Postern of Fate (Tommy and Tuppence Series) - Agatha Christie [64]
‘Some people don’t know what it is they’ve got hold of, some of them have just destroyed it as rubbish. But we’ve got to find out a little more than we do because things are happening all the time. In different countries, in different places, in wars, in Vietnam, in guerrilla wars, in Jordan, in Israel, even in the uninvolved countries. In Sweden and Switzerland–anywhere. There are these things and we want clues to them. And there’s some idea that some of the clues could be found in the past. Well, you can’t go back into the past, you can’t go to a doctor and say, “Hypnotize me and let me see what happened in 1914,” or in 1918 or earlier still perhaps. In 1890 perhaps. Something was being planned, something was never completely developed. Ideas. Just look far back. They were thinking of flying, you know, in the Middle Ages. They had some ideas about it. The ancient Egyptians, I believe, had certain ideas. They were never developed. But once the ideas passed on, once you come to the time when they get into the hands of someone who has the means and the kind of brain that can develop them, anything may happen–bad or good. We have a feeling lately that some of the things that have been invented–germ warfare, for example–are difficult to explain except through the process of some secret development, thought to be unimportant but it hasn’t been unimportant. Somebody in whose hands it’s got has made some adaptation of it which can produce very, very frightening results. Things that can change a character, can perhaps turn a good man into a fiend, and usually for the same reason. For money. Money and what money can buy, what money can get. The power that money can develop. Well, young Beresford, what do you say to all that?’
‘I think it’s a very frightening prospect,’ said Tommy.
‘That, yes. But do you think I’m talking nonsense? Do you think this is just an old man’s fantasies?’
‘No, sir,’ said Tommy. ‘I think you’re a man who knows things. You always have been a man who knew things.’
‘H’m. That’s why they wanted me, wasn’t it?
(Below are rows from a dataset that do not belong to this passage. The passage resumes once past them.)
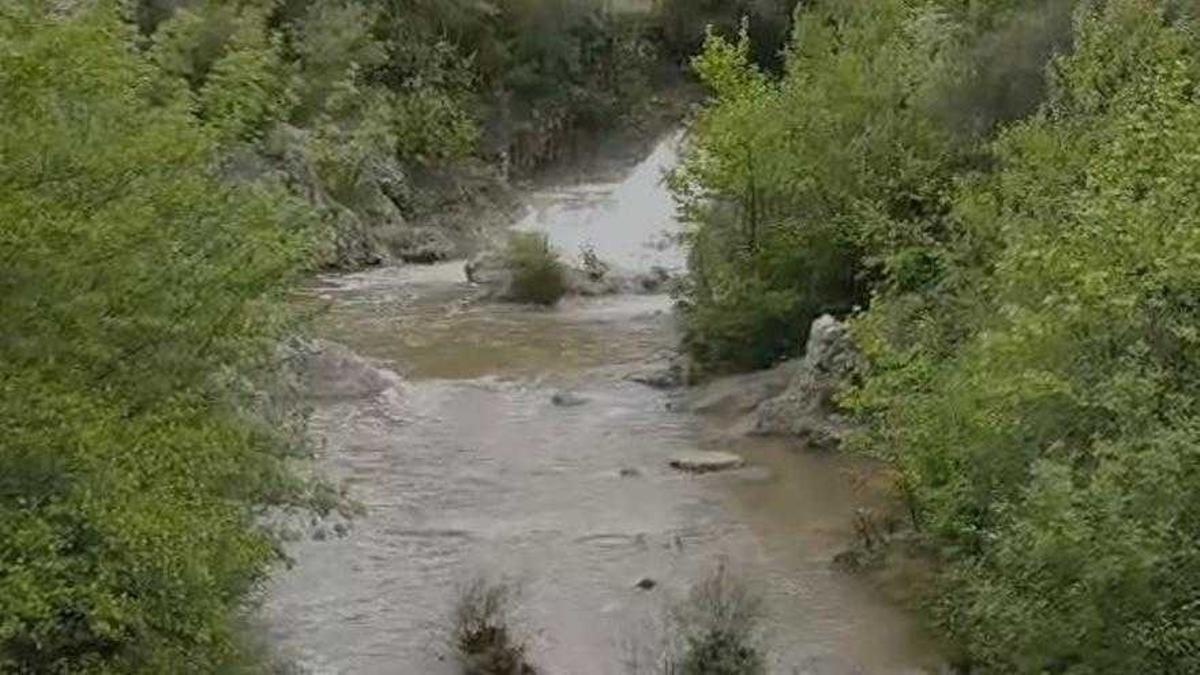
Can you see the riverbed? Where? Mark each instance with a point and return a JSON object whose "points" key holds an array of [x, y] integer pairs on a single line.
{"points": [[444, 424]]}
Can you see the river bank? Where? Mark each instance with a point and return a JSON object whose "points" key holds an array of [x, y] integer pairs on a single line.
{"points": [[447, 423]]}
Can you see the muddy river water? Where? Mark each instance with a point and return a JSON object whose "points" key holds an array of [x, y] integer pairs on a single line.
{"points": [[444, 426]]}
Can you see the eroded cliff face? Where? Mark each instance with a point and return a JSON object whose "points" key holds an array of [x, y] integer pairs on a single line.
{"points": [[807, 408]]}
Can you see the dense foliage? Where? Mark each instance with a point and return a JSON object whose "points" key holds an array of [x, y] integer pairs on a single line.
{"points": [[136, 292], [167, 169], [1027, 260]]}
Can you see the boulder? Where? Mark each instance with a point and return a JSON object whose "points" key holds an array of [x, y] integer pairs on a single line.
{"points": [[646, 584], [420, 244], [568, 399], [489, 269], [807, 408], [706, 461], [339, 374]]}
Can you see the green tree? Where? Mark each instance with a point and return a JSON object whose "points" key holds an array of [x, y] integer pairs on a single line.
{"points": [[138, 291]]}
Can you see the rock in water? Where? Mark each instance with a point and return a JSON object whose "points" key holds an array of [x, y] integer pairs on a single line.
{"points": [[568, 400], [807, 408], [706, 463]]}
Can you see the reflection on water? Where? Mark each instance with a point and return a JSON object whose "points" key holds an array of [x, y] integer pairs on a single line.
{"points": [[629, 225], [467, 466]]}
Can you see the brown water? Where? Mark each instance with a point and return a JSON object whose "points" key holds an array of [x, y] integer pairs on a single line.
{"points": [[467, 469]]}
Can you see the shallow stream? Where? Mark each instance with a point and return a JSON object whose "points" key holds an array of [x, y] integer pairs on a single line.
{"points": [[467, 467]]}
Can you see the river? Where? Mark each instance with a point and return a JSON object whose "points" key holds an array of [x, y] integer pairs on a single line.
{"points": [[442, 424]]}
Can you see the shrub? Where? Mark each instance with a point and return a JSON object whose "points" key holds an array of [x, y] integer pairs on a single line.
{"points": [[718, 623], [138, 291], [538, 274], [483, 634]]}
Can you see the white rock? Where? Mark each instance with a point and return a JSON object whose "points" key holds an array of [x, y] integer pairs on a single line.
{"points": [[706, 463]]}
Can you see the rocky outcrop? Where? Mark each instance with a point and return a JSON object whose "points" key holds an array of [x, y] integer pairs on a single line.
{"points": [[490, 270], [420, 244], [807, 408], [669, 371], [706, 463]]}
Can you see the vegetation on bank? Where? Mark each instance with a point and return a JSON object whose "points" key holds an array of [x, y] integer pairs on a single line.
{"points": [[168, 168], [1009, 190], [539, 276]]}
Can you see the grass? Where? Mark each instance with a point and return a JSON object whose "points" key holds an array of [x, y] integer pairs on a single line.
{"points": [[483, 637], [538, 273]]}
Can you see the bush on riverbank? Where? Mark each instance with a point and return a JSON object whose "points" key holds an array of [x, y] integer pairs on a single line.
{"points": [[537, 274], [718, 622], [141, 297], [1027, 260]]}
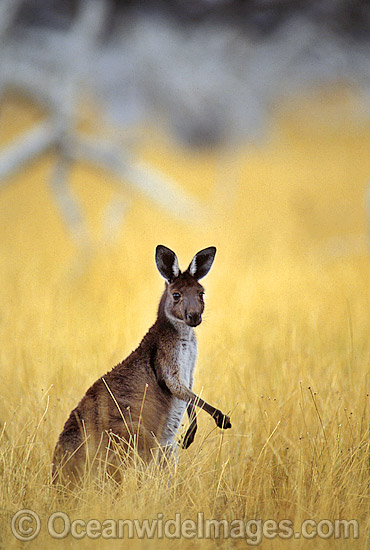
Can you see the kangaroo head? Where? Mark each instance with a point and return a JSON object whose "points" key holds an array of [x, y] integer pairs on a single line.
{"points": [[183, 295]]}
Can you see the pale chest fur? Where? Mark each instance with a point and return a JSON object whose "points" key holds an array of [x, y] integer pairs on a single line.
{"points": [[185, 354]]}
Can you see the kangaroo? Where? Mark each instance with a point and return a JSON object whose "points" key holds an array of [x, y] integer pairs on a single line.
{"points": [[141, 401]]}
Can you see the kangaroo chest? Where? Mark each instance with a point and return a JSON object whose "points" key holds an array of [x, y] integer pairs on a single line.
{"points": [[185, 354]]}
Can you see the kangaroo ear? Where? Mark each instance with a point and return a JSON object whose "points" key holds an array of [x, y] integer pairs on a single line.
{"points": [[202, 262], [167, 263]]}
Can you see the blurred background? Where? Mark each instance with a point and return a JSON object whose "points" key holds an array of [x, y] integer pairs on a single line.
{"points": [[259, 109], [243, 124]]}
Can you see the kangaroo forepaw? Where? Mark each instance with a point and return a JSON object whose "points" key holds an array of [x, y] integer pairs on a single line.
{"points": [[222, 420], [188, 438]]}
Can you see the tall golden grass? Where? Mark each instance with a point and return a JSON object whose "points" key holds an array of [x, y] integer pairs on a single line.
{"points": [[284, 345]]}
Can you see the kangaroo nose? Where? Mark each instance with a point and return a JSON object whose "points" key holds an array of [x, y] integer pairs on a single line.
{"points": [[193, 318]]}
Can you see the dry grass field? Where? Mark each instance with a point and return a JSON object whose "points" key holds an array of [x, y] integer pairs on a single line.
{"points": [[284, 345]]}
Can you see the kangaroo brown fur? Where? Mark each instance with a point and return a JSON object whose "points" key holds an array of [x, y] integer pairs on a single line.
{"points": [[140, 402]]}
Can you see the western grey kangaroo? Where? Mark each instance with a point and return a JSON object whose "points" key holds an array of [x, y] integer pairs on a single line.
{"points": [[140, 402]]}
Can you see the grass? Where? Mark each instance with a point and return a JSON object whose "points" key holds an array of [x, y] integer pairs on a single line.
{"points": [[284, 345]]}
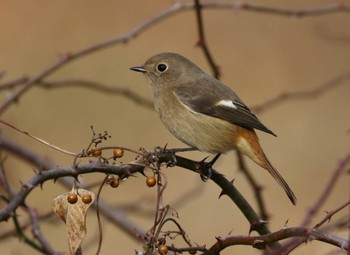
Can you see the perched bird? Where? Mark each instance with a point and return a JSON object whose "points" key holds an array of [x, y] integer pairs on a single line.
{"points": [[203, 112]]}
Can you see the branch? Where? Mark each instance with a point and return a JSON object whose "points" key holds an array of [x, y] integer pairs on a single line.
{"points": [[126, 92], [173, 9], [123, 170], [261, 241]]}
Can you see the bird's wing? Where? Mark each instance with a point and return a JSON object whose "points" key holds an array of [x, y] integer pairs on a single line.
{"points": [[211, 103]]}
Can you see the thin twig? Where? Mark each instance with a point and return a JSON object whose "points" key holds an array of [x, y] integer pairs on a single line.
{"points": [[202, 42], [173, 9]]}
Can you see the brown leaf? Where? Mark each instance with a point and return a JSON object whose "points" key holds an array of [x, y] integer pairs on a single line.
{"points": [[74, 215]]}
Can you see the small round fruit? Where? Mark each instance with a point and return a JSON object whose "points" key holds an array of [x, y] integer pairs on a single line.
{"points": [[151, 181], [72, 198], [163, 249], [86, 199], [118, 153], [96, 152], [114, 183]]}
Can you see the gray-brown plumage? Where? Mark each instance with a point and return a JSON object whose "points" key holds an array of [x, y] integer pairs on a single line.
{"points": [[203, 112]]}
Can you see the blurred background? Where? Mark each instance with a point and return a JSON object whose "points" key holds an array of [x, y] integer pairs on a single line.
{"points": [[260, 55]]}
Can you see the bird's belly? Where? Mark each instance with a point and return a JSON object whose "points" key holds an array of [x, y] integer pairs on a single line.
{"points": [[206, 133]]}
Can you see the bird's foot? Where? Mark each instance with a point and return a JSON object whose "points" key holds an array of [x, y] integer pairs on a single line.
{"points": [[205, 168]]}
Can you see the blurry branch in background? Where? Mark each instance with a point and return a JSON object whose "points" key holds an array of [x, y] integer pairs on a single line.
{"points": [[155, 237], [27, 83]]}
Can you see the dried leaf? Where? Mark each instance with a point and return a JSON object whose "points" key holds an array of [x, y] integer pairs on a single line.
{"points": [[74, 215]]}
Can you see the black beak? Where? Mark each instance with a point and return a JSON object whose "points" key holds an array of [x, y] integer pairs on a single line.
{"points": [[138, 69]]}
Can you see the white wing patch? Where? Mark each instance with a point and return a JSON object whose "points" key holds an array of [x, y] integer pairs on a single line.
{"points": [[186, 106], [227, 103]]}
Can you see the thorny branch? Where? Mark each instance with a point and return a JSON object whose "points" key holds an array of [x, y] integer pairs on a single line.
{"points": [[27, 83], [123, 170]]}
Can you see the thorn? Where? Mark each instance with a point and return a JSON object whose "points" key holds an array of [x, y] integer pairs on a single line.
{"points": [[286, 223], [256, 225], [259, 244]]}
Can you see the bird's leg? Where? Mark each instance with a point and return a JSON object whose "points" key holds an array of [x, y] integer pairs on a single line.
{"points": [[206, 167]]}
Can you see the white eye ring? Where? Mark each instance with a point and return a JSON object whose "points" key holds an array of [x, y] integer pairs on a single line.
{"points": [[162, 67]]}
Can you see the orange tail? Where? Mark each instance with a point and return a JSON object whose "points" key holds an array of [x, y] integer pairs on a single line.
{"points": [[248, 143]]}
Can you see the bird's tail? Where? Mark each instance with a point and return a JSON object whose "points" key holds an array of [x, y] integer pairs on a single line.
{"points": [[277, 176], [249, 145]]}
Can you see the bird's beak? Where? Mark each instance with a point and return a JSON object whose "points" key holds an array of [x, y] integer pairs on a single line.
{"points": [[138, 69]]}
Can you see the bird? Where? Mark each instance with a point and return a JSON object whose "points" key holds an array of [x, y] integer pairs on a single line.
{"points": [[203, 112]]}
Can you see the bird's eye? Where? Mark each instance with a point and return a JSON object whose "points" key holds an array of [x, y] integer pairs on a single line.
{"points": [[162, 68]]}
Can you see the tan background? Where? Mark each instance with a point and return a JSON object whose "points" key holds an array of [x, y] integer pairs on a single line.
{"points": [[260, 55]]}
They came here, complained about all the smoke, said it stifled them, but–well, you know there’s a time–a time when there was that Frankfurt ring business–well, we managed to stop that. We managed to stop it by getting at who was behind it. There’s a somebody, not just one somebody–several somebodies who are probably behind this. Perhaps we can know who they are, but even if not we can know perhaps what the things are.’
‘I see,’ said Tommy. ‘I can almost understand.’
‘Can you? Don’t you think this is all rather nonsense? Rather fantastic?’
‘I don’t think anything’s too fantastic to be true,’ said Tommy. ‘I’ve learnt that, at least, through a pretty long life. The most amazing things are true, things you couldn’t believe could be true. But what I have to make you understand is that I have no qualifications. I have no scientific knowledge. I have been concerned always with security.’
‘But,’ said Colonel Pikeaway, ‘you’re a man who has always been able to find out things. You. You–and the other one. Your wife. I tell you, she’s got a nose for things.